Photo by: Tracey Shelton

Buildings sit empty near Phnom Penh International Airport. Property dealers hope Cambodia will be insulated from the worst effects of the global slowdown.

AS the subprime mortgage market in the United States continues to fuel a global economic meltdown, Cambodia has seen the first signs of decline in its once thriving commercial and residential property markets, with sales plummeting as much as 50 percent this year, developers say.

Sorm Molika, marketing manager at the New World Group, said sales on apartments and villas this year have dropped 50 percent compared with 2007 - a trend she says began in July, when the government announced new investment guidelines for developers.

"My company has seven housing complexes in Phnom Penh," she told the Post Sunday. "We've sold only 100 units, down from 300 last year."

While sales are down, Sorm Molika says prices have nearly doubled.

Two-storey apartments in Phnom Penh last year sold for about US$66,800. As of July, they sold for $120,000, Sorm Molika said, while twin villas now sell for $170,000 - up from $90,000 last year.

This is a hard time for the whole world in terms of selling property.

Diep Hok Sarun, marketing manager for developer Happiness City, said his company's sales have dropped 30 percent over last year, but that it was a trend the government was working to reverse.
"I believe strongly that sales will rebound as the government continues to seek foreign investment in Cambodia," he said.
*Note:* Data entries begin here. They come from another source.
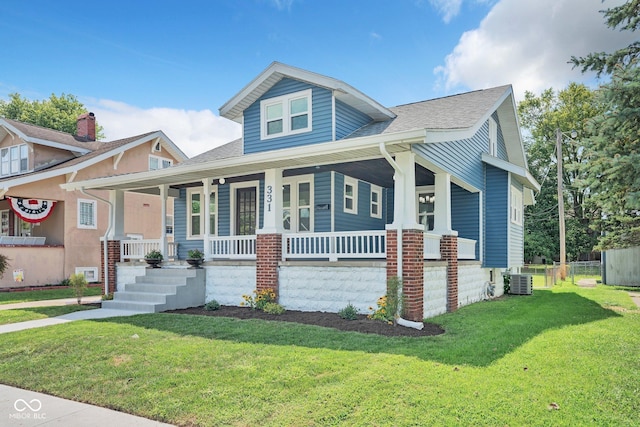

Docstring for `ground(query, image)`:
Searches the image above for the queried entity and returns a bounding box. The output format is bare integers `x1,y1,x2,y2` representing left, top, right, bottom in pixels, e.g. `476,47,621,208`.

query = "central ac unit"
509,274,533,295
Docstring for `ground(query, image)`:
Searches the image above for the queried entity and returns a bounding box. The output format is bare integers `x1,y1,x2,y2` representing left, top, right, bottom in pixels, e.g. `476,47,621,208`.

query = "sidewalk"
0,296,171,427
0,384,171,427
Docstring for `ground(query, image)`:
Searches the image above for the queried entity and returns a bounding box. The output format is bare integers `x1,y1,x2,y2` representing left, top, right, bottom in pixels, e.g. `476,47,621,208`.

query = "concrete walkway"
0,296,171,427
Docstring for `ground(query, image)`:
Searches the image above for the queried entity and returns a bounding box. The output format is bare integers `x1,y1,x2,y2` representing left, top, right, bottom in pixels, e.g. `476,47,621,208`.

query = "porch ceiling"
62,138,420,192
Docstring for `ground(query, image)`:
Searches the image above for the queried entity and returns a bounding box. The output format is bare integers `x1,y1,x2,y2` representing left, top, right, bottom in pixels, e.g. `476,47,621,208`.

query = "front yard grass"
0,284,640,426
0,286,102,304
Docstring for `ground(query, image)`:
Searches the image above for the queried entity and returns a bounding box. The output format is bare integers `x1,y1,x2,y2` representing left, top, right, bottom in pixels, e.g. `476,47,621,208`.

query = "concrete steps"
102,268,206,313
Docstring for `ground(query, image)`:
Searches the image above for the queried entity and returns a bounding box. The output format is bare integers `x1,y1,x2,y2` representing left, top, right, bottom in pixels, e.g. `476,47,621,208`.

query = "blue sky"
0,0,631,155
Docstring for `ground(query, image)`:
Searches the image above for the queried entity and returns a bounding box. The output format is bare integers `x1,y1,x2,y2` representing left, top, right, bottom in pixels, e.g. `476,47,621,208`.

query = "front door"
236,187,258,236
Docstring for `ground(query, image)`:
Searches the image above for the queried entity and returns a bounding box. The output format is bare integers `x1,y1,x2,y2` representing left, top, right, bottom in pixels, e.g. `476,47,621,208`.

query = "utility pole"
556,128,567,280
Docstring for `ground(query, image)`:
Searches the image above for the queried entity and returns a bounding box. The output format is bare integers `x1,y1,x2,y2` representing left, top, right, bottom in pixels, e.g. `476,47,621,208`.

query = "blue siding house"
67,62,539,319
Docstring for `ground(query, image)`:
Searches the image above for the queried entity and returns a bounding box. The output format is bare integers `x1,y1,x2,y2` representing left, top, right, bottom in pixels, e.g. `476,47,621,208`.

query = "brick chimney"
76,113,96,141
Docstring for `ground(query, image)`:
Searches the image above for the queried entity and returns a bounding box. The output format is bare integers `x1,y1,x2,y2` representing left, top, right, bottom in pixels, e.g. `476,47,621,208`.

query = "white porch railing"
120,239,178,262
458,237,477,259
424,233,442,259
209,235,256,259
282,230,387,261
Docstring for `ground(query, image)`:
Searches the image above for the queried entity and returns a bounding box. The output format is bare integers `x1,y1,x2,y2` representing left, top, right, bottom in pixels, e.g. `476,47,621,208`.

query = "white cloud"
429,0,462,23
434,0,637,98
85,99,241,157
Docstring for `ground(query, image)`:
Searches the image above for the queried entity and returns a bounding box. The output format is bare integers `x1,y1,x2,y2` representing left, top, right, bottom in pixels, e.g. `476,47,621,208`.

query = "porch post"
256,169,283,295
160,185,169,258
433,173,452,235
387,151,424,322
202,178,211,259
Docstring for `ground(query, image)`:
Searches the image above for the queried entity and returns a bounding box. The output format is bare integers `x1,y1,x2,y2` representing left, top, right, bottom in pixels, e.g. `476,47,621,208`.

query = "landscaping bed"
166,305,444,337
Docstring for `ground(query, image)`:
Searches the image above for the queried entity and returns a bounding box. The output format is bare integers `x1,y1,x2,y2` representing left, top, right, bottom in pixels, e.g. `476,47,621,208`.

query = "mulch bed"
166,305,444,337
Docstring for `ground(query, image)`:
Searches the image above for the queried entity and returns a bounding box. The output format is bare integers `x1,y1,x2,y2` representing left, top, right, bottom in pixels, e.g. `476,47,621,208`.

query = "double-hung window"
149,155,173,171
260,89,312,139
0,144,29,175
78,199,98,228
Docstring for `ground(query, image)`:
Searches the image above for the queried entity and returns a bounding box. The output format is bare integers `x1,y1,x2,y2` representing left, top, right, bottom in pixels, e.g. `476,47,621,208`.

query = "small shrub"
69,273,88,304
0,254,9,279
144,249,163,261
187,249,204,259
204,299,225,311
240,289,277,310
264,302,285,314
338,303,358,320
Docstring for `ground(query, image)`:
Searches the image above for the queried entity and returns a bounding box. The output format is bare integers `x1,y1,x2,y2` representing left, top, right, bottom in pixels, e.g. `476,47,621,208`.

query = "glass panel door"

He said prices on new homes and villas in Phnom Penh's Russey Keo district have doubled and even tripled in some cases.

"This is a hard time for the whole world in terms of selling property," said Cheng Kheng, managing director for Cambodia Properties Limited (CPL).

But he said if recent economic trends continue, home prices could eventually drop as owners require greater liquidity.

"I think things will improve when we see greater stability in the political and economic sectors," he added.

In Channy, CEO of Acleda Bank, said it was a difficult time to sell property.

"If you want the property market to prosper, the government needs to develop other sectors, such as industry, service and agriculture," he said.

Norng Piseth, deputy director of the Financial Industry Department at the Ministry of Economy and Finance, acknowledged the slowdown in the property market and the government's lack of response to it.

"We think the difficulties in the housing and land markets are global and not specific to Cambodia," he said, adding that market conditions had nothing to do with new regulations governing the way developers fund projects.

In July, the government issued an order stating that developers would be required to obtain additional licensing for projects as well as to deposit at least two percent of their total investment at the National Bank of Cambodia.

Looking out

Mao Pov, deputy chief of the Real Estate Division at the Ministry of Economy and Finance, said the government hopes to mitigate the global meltdown  by attracting foreign investment.

"We are attracting new business and investment from Japan and other countries," he said, adding that Minister of Commerce Cham Prasidh has just returned from Japan, where he sought new investors to come to Cambodia.

Despite property price volatility, Thon Virak, deputy director general of the Foreign Trade Department, said trade and investment have largely remained flat. "Business and investment are off and on as normal," he said.

Keith Ooi Hsien Yu, the country head for the British property management firm Knight Frank, said that he has not yet seen rentals drop.

"I think that the crisis will cause everyone to be cautions, but [the rental market] still seems to be OK," he said.

He said that the office rental market might be less exposed to the financial crisis because of low supply.

"There will be contractions ... but they probably won't be severe unless a lot of supply comes online," he said.